IBM claims the transaction addresses growing enterprise requirements for real-time data integration as organisations deploy generative AI and manage increasingly complex information architectures.
Data streaming refers to the continuous flow of information between systems as events occur, rather than processing data in batches. Traditional enterprise architectures move data in scheduled intervals - nightly batch jobs transfer records between databases, for example. Data streaming creates persistent connections that transmit information the moment it is generated.
Apache Kafka functions as a distributed message broker that captures, stores and routes data streams. Applications publish events to Kafka topics - categorised feeds of information. Other applications subscribe to these topics and receive events in real time. Kafka retains event logs, enabling systems to replay historical data or recover from failures.
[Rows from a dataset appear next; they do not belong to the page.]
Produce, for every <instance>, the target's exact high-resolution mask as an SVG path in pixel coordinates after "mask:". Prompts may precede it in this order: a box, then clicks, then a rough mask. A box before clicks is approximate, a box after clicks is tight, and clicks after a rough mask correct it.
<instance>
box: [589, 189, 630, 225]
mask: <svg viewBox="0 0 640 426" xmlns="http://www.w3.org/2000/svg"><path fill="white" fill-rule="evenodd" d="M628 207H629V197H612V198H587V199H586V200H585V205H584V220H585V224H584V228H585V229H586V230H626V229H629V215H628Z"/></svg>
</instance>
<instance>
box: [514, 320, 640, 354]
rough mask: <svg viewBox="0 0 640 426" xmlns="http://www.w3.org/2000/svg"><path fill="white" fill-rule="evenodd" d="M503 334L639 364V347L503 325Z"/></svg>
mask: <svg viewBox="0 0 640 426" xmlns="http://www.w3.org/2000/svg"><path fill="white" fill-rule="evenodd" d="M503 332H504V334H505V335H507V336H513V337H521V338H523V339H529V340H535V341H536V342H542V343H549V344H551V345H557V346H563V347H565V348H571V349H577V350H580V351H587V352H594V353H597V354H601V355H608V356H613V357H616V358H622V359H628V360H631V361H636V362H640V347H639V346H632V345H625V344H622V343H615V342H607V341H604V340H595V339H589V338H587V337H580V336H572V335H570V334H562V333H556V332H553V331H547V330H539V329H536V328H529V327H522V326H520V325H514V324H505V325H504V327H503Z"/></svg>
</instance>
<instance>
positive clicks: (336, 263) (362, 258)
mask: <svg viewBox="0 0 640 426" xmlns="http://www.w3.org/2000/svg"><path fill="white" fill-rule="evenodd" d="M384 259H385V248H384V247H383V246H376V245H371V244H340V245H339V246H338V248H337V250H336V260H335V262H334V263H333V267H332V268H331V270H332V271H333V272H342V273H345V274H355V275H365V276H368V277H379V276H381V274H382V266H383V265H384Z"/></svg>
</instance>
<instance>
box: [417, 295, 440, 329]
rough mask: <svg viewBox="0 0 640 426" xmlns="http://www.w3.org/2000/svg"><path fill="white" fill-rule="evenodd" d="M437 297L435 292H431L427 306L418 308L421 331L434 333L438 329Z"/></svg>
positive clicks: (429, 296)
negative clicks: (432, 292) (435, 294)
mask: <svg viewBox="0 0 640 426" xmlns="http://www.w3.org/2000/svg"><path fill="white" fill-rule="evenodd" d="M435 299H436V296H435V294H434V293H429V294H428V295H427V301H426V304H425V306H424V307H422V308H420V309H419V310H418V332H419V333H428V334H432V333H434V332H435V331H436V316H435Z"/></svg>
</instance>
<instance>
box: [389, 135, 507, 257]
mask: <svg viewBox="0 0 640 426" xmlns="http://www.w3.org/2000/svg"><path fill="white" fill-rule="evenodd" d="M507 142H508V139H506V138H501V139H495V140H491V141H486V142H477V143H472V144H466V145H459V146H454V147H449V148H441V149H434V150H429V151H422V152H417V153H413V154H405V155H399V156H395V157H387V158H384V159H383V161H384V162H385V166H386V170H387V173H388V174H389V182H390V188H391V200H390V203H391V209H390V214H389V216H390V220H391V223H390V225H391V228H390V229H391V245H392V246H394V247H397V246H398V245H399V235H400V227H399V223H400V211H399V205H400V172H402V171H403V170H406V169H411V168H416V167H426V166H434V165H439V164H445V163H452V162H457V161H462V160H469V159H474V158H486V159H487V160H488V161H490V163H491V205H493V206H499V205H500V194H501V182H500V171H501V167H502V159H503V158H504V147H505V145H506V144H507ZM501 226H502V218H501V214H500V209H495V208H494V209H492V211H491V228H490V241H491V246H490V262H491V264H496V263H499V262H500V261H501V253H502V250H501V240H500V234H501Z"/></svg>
It addresses a fundamental challenge: maintaining data consistency across siloed systems. When customer records update in a CRM system, inventory changes in an ERP platform, or transactions process through payment systems, streaming platforms propagate those changes immediately to downstream applications, data warehouses and analytics tools.
The technology has direct implications for records management and compliance. Data streaming platforms create immutable event logs - permanent records of every state change across systems. This provides audit trails showing exactly when information was created, modified or accessed across the enterprise.
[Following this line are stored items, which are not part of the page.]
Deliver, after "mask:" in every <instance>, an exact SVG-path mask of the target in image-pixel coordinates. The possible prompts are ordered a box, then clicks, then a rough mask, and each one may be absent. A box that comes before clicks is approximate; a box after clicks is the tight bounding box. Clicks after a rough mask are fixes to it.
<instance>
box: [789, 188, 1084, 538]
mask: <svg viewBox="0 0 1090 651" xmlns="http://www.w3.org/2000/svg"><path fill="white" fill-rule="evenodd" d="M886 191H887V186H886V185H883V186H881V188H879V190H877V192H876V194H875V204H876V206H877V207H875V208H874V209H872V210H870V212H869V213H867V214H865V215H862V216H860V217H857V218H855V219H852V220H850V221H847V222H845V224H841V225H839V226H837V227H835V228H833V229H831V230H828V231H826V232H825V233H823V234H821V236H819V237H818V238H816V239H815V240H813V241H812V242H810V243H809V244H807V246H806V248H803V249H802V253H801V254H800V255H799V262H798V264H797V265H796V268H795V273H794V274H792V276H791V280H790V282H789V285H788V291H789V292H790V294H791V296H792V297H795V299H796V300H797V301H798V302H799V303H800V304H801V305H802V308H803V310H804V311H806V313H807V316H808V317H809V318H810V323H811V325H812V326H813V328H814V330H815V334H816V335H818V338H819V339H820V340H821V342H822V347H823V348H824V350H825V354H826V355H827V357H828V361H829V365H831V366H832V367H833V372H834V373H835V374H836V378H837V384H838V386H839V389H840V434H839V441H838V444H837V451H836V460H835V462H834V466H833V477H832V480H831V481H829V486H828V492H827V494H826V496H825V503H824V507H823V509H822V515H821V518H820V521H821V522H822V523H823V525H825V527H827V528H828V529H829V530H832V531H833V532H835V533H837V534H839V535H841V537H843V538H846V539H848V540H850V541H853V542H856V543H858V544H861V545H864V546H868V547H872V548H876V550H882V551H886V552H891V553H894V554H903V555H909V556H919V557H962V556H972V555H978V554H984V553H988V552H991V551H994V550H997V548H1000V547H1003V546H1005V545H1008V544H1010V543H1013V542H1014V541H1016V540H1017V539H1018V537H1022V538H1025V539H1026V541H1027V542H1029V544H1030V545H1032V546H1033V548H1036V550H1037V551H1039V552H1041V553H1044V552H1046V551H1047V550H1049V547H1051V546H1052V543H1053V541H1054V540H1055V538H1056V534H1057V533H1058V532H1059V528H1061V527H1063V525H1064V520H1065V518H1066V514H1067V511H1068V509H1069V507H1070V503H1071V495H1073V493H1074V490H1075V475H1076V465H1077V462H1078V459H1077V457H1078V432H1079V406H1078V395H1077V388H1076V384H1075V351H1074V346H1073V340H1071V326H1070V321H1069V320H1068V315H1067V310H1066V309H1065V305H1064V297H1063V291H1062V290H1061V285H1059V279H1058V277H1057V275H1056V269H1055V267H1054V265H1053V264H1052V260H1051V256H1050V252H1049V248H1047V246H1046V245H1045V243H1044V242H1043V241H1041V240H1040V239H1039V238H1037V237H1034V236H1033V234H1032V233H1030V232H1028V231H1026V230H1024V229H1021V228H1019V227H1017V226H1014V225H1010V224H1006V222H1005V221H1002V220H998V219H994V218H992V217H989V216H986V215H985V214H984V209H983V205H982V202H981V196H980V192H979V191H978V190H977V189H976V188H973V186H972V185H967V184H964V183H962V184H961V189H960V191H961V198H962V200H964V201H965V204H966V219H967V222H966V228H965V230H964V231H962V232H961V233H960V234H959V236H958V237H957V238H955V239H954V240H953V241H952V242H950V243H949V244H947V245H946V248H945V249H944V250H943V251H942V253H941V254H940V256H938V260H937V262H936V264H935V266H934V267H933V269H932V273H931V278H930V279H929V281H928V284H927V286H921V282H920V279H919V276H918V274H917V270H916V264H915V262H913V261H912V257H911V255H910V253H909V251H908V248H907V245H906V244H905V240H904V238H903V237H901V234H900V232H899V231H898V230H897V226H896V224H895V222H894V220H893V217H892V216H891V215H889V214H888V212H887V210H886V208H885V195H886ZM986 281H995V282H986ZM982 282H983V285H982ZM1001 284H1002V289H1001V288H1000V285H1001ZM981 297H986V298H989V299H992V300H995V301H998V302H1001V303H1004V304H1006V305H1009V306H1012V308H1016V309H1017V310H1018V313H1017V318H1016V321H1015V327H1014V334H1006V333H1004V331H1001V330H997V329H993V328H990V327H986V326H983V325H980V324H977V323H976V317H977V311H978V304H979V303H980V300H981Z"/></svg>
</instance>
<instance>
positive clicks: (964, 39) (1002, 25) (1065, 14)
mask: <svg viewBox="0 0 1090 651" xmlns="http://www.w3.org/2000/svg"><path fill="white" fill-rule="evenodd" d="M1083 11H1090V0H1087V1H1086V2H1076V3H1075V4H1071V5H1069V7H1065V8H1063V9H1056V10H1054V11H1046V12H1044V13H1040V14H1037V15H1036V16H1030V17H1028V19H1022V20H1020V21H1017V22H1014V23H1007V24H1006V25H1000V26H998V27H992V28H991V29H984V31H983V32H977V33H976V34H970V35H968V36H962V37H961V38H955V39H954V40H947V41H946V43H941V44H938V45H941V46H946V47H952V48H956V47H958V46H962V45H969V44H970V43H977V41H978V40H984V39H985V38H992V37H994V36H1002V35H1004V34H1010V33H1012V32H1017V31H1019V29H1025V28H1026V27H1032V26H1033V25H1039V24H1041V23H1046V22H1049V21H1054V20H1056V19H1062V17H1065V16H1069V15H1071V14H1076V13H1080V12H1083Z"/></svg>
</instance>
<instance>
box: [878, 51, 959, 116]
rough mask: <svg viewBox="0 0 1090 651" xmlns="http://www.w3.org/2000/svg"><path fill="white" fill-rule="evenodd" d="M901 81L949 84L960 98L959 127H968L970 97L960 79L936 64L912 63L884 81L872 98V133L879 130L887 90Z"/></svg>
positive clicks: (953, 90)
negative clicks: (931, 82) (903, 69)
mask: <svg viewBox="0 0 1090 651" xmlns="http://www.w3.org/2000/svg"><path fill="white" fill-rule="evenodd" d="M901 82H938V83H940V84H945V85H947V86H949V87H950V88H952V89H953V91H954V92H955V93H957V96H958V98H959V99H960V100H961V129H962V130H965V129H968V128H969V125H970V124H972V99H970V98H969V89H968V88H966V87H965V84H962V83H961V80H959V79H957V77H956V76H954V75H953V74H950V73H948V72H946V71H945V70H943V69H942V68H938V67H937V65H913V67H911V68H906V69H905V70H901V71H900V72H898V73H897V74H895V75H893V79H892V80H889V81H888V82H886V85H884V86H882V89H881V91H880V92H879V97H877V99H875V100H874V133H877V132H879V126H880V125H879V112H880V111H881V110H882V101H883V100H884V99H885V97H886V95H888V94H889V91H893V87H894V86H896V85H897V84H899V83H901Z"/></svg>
Organisations managing complex compliance requirements use streaming platforms to enforce data governance policies in realtime. When personal information moves between systems, streaming infrastructure can apply masking, encryption or access controls at the point of transfer rather than relying on downstream systems to enforce policies.
"IBM and Confluent together will enable enterprises to deploy generative and agentic AI better and faster by providing trusted communication and data flow between environments, applications and APIs," said Arvind Krishna, IBM chairman, president and chief executive officer.
Technical Architecture
Confluent's platform extends Apache Kafka with enterprise features including pre-built connectors for popular enterprise systems, stream processing capabilities, and governance tools. The platform integrates with major cloud platforms including AWS, Google Cloud Platform and Microsoft Azure, as well as data warehouses like Snowflake.
Deployment options include fully managed cloud services, self-managed on-premises installations, and hybrid bring-your-own-cloud configurations.
The platform serves more than 6,500 clients. The company states that more than 40% of Fortune 500 organisations use its services. Jay Kreps, Confluent's CEO and co-founder, co-created Apache Kafka while working at LinkedIn before founding Confluent in 2014.